2. Komnas Perempuan Dorong Pembentukan Ruang Aman di Keluarga
Selain penindakan hukum, Komnas Perempuan juga menyerukan pentingnya peran keluarga sebagai ruang aman bagi perempuan dan anak. Yuni menyoroti bahwa pelecehan seksual justru kerap terjadi di lingkungan keluarga, dan hal inilah yang bisa menjadi akar tumbuhnya komunitas-komunitas menyimpang seperti grup inses.
“Keluarga tidak boleh jadi tempat yang melanggengkan kekerasan dan ketimpangan antara laki-laki dan perempuan,” ujarnya.
Menurutnya, kesadaran masyarakat tentang pentingnya keselamatan anak dan perempuan di dalam rumah tangga perlu terus ditingkatkan agar budaya kekerasan dan dominasi tidak terus berkembang.
3. Kementerian PPPA Kecam dan Laporkan Grup Inses
Sikap serupa datang dari Kementerian Pemberdayaan Perempuan dan Perlindungan Anak (KemenPPPA). Sekretaris KemenPPPA, Titi Eko Rahayu, menyebut pihaknya telah berkoordinasi dengan Polri, khususnya Direktorat Tindak Pidana Perempuan dan Anak serta Tindak Pidana Perdagangan Orang (PPA-PPO), untuk melaporkan dan menangani grup tersebut.
“Kami mengecam keras keberadaan grup yang menormalisasi tindakan inses. Ini sangat membahayakan perempuan dan anak-anak,” tegas Titi dalam keterangannya (18/5/2025).
4. Tegaskan Pentingnya Proses Hukum
Titi menegaskan bahwa bila ditemukan pelanggaran hukum, maka proses hukum harus dilakukan untuk memberi efek jera dan melindungi masyarakat, khususnya anak-anak dari dampak konten seksual menyimpang.
Ia menyebut diskusi dan unggahan dalam grup tersebut dapat dikategorikan sebagai tindakan kriminal berdasarkan sejumlah undang-undang, seperti:
-
UU ITE No. 19 Tahun 2016
-
UU Pornografi No. 44 Tahun 2008
-
UU Perlindungan Anak No. 23 Tahun 2002
Titi juga menyebut bahwa grup dengan konten menyimpang ini tidak hanya amoral, tapi juga merusak persepsi sehat tentang hubungan keluarga.

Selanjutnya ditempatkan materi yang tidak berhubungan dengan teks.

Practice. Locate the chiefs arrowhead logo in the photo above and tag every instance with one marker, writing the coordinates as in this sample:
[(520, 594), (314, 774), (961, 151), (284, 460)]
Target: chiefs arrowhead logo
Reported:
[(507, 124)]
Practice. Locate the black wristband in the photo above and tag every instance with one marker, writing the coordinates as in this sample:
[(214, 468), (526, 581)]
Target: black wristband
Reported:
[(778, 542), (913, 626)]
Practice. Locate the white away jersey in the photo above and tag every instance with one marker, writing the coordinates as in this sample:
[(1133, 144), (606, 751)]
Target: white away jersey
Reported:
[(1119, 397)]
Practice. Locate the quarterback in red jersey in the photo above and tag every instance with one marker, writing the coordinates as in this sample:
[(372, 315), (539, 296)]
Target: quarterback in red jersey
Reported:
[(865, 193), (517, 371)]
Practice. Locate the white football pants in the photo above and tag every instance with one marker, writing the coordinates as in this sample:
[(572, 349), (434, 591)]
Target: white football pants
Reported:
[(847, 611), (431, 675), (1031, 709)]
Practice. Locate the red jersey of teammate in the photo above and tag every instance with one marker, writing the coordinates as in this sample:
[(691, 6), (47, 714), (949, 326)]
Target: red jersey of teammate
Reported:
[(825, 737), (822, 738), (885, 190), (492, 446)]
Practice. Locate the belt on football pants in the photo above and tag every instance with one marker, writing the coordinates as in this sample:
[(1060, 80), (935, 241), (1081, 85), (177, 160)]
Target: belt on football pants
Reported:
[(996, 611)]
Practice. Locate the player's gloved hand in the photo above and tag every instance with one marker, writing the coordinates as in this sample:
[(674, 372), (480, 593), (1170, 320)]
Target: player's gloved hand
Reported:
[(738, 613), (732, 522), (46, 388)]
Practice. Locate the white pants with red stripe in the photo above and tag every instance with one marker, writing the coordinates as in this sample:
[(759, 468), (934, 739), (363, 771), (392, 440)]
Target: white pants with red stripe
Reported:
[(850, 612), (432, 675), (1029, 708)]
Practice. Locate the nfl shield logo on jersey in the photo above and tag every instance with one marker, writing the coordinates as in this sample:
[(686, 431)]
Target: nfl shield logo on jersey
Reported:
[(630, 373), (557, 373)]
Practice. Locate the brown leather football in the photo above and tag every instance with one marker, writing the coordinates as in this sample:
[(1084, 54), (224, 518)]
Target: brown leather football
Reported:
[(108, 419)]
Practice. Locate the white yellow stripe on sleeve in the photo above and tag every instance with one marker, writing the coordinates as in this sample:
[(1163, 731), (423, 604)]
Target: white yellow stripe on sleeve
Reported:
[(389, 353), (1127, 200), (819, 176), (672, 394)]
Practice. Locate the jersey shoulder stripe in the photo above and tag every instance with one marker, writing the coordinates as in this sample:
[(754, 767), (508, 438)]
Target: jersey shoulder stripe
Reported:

5. Minta Facebook Bertindak Cepat
KemenPPPA juga mendesak pihak Facebook untuk memberikan respons cepat terhadap keberadaan konten bermuatan eksploitasi seksual. Titi menekankan bahwa penyedia platform digital memiliki tanggung jawab moral dan hukum untuk menjaga ruang digital tetap aman, khususnya bagi anak-anak.
Ia juga menyoroti pentingnya edukasi literasi digital bagi anak dan orang tua agar lebih bijak menggunakan media sosial. Melalui kampanye bersama LSM dan relawan, KemenPPPA terus mendorong keluarga untuk berdiskusi soal aturan internet dan bagaimana cara melaporkan konten tidak layak.
Penutup
Kasus ini menjadi pengingat bahwa ruang digital bukanlah tempat bebas tanpa aturan. Upaya perlindungan perempuan dan anak harus dilakukan secara menyeluruh, mulai dari edukasi hingga penegakan hukum. Kolaborasi antara pemerintah, masyarakat, dan penyedia platform digital sangat diperlukan untuk memastikan dunia maya tetap menjadi tempat yang aman bagi semua.